WCMC-Q researcher runs 360km ultra-marathon

March 08, 2014 - 4:24:31 am

Dr Jeremie Arash Rafii Tabrizi, Associate Professor of Genetic Medicine, with colleagues outside WCMC-Q before the start of the ultra-run, equivalent of eight-and-a-half marathons.

Doha: A researcher from Weill Cornell Medical College in Qatar (WCMC-Q) has completed a 360km ultra-marathon around Qatar to raise awareness about women’s cancer issues.

Dr Jeremie Arash Rafii Tabrizi, Associate Professor of Genetic Medicine, spent four days running through the Qatari desert, covering the equivalent of eight-and-a-half marathons.

Setting off from the WCMC-Q campus in Education City, he headed north on the Al Shamal Road as far as Al Ghuwayriyah, before turning southwest to reach Zekreet on the west coast. He then ran south to within about 30km of the border with Saudi Arabia before heading northeast towards Doha on Salwa Road, arriving at the Corniche four days later to a hero’s welcome from friends and family. 

Dr Tabrizi, who specialises in research in ovarian and breast cancer and runs the Stem Cell and Microenvironment Laboratory at WCMC-Q, said:  “The main reason I wanted to run is that there is a taboo in the Middle East around cancer.

“People who fear they have the disease can be very reluctant to seek treatment because of the taboo and I think that can change if people know more about cancer. 

“There is a widespread belief that if you are diagnosed with cancer then it will definitely be fatal, but this is not correct. Because of this fear, cancer patients in the Middle East often are in advanced stages because they don’t go to the doctor when they first realise something is wrong.

“I want people to understand that in many cases cancer can be treated.
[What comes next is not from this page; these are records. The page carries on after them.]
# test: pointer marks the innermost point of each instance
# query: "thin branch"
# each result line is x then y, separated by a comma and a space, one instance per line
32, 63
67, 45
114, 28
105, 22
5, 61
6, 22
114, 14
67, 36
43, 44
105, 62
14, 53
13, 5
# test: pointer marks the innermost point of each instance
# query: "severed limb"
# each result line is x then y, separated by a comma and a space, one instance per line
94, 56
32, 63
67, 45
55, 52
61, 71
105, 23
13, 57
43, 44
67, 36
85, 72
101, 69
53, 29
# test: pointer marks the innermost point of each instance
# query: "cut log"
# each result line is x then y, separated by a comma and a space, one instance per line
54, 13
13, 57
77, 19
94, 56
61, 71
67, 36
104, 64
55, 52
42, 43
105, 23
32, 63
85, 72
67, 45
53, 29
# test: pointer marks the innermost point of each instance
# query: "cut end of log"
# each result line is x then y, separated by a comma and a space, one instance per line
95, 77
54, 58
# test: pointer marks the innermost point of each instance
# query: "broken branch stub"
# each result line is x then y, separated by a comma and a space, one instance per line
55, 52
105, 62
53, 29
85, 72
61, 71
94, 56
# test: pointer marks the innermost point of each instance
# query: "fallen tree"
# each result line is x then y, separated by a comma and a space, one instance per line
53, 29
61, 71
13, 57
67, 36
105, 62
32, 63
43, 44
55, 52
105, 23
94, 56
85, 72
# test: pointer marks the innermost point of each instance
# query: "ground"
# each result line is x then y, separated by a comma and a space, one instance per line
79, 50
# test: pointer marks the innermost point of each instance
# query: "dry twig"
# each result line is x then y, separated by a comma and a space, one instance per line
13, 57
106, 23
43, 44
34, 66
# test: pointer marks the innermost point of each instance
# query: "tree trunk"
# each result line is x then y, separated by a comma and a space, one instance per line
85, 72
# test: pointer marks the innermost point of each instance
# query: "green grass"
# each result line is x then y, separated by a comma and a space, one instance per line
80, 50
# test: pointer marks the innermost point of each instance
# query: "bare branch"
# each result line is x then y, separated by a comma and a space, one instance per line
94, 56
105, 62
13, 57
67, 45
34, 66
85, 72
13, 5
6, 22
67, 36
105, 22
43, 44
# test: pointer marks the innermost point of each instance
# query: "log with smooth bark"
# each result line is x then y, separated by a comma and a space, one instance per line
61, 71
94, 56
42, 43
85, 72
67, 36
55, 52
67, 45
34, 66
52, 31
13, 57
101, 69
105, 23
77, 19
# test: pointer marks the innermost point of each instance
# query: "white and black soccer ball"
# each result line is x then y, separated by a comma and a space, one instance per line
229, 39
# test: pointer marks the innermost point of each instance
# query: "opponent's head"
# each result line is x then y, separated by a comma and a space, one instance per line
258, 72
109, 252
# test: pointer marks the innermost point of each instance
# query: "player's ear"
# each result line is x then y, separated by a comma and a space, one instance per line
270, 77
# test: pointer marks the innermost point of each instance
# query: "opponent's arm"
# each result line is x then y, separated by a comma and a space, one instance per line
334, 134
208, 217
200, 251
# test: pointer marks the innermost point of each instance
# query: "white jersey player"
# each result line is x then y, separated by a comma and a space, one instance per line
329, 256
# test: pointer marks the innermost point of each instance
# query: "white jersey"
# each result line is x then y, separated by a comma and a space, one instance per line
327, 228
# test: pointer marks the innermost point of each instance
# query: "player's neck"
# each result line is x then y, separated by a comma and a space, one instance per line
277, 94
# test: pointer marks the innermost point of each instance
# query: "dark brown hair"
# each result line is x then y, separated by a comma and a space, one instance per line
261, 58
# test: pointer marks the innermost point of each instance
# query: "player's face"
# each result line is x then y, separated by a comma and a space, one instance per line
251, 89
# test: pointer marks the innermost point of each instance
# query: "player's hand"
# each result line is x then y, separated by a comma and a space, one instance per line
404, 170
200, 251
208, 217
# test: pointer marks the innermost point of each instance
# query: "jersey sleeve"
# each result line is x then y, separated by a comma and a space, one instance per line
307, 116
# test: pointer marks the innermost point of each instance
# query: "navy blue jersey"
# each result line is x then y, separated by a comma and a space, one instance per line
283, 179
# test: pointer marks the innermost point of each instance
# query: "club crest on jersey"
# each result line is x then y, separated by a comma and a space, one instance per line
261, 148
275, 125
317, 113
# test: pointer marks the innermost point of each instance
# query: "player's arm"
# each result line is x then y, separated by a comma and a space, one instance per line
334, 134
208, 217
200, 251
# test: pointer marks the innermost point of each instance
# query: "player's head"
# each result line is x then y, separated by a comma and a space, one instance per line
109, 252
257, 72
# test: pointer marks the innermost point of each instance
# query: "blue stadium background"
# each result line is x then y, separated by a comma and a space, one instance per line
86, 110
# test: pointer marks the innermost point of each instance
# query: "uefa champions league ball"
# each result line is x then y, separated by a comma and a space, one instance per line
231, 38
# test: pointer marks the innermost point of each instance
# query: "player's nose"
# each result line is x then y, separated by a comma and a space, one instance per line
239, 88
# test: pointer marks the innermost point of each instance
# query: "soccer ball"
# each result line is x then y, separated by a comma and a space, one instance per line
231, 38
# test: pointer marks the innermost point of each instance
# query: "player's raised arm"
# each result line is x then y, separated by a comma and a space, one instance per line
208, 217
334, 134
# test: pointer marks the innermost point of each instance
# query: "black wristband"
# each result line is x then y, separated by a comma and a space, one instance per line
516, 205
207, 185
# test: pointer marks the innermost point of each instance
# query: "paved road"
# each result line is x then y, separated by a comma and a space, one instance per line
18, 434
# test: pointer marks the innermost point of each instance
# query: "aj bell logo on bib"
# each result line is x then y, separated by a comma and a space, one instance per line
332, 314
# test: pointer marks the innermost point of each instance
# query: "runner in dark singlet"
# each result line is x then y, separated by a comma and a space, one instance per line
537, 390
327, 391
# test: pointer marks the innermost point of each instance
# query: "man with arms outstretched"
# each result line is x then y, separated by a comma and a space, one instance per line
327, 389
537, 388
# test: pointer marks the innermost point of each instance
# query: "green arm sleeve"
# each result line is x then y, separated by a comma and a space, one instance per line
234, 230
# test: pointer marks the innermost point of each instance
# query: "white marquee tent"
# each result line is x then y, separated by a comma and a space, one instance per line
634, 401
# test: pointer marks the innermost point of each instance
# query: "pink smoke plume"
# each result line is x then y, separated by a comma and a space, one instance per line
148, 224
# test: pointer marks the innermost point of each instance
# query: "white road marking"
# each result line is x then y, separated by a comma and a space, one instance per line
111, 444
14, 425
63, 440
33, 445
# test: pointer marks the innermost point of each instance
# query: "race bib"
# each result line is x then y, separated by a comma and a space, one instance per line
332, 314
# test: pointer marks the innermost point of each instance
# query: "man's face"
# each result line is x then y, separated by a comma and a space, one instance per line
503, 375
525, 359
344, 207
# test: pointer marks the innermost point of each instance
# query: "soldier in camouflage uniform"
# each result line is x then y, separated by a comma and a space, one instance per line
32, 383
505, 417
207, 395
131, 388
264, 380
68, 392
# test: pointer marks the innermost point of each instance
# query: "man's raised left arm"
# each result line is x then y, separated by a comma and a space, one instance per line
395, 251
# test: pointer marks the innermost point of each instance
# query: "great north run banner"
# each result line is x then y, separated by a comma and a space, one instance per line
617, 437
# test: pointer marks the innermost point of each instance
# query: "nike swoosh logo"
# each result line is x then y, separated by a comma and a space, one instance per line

For example, breast cancer can very often be cured with an operation and radiotherapy if action is taken at the appropriate time. 

“My message is that if you think there is something wrong, don’t be afraid to go to your doctor straight away to get it checked. I think this is particularly important for women because in the Middle East they play such a key role in society as the centre of the household and the well-being of the family is often very dependent on the health of the mother.”

Dr Tabrizi ran alone, with his wife driving a support vehicle carrying food, equipment and supplies. He organised the run independently and named it the Qatar Ultra Running Event. 

In 2012, Dr Tabrizi completed a 119km Ultra-Trail Mont du Blanc race that follows a mountainous route through France, Italy and Switzerland, but he said the run around Qatar was a very different experience.

“Running in the desert is all about mental challenge. It appears to be easier because you don’t have to worry about running up and down hills but I found it just as challenging. The landscape is very featureless so you feel you are not making progress and then you are in a mental battle to keep going.”

He endurance required for the long-distance run made it an appropriate challenge to raise awareness of cancer issues.

“The difficult, long fight of patients against the disease, with ups and downs along the way, is similar to emotions you feel as you are running for a long period of time. There are parallels between the run and the long path of research we have to follow as we try to find new treatments for cancer and move to a knowledge-based society.”

Dr Tabrizi, also a gynaecologic oncologist at Hamad Medical Corporation, started running between 3am and 4am each day when the temperature in the desert was about 5 degrees C, rising to 24-25 in the middle of the day. 

“The heat was not too bad but I was still drinking about one litre of water every hour during the hottest part of the day. The wind was very violent and that was more difficult to deal with than the sun.” He stopped to set up camp between 6pm and 8pm daily. Along the way he rescued a stray saluki dog and now is at home while he searches for someone to adopt it. 

“It was a tough experience but I hope it will have a positive effect in terms of raising awareness of women’s cancer issues and our research. The support for research in Qatar has been very strong and we are carrying out some very valuable studies at WCMC-Q. I hope we will be able to continue on this track.”

Dr Khaled Machaca, Associate Dean for Research, WCMC-Q, said: “As always, he has proven his sceptics wrong as he has completed the ultra-run and his research has flourished. His lab has completed exciting research in the areas of cancer and stem cells and has been extremely productive, with many publications. He has cared for many patients with gynaecologic cancers. This required a sheer determination to succeed. Arash represents the vision and determination of the research programme at WCMC-Q.”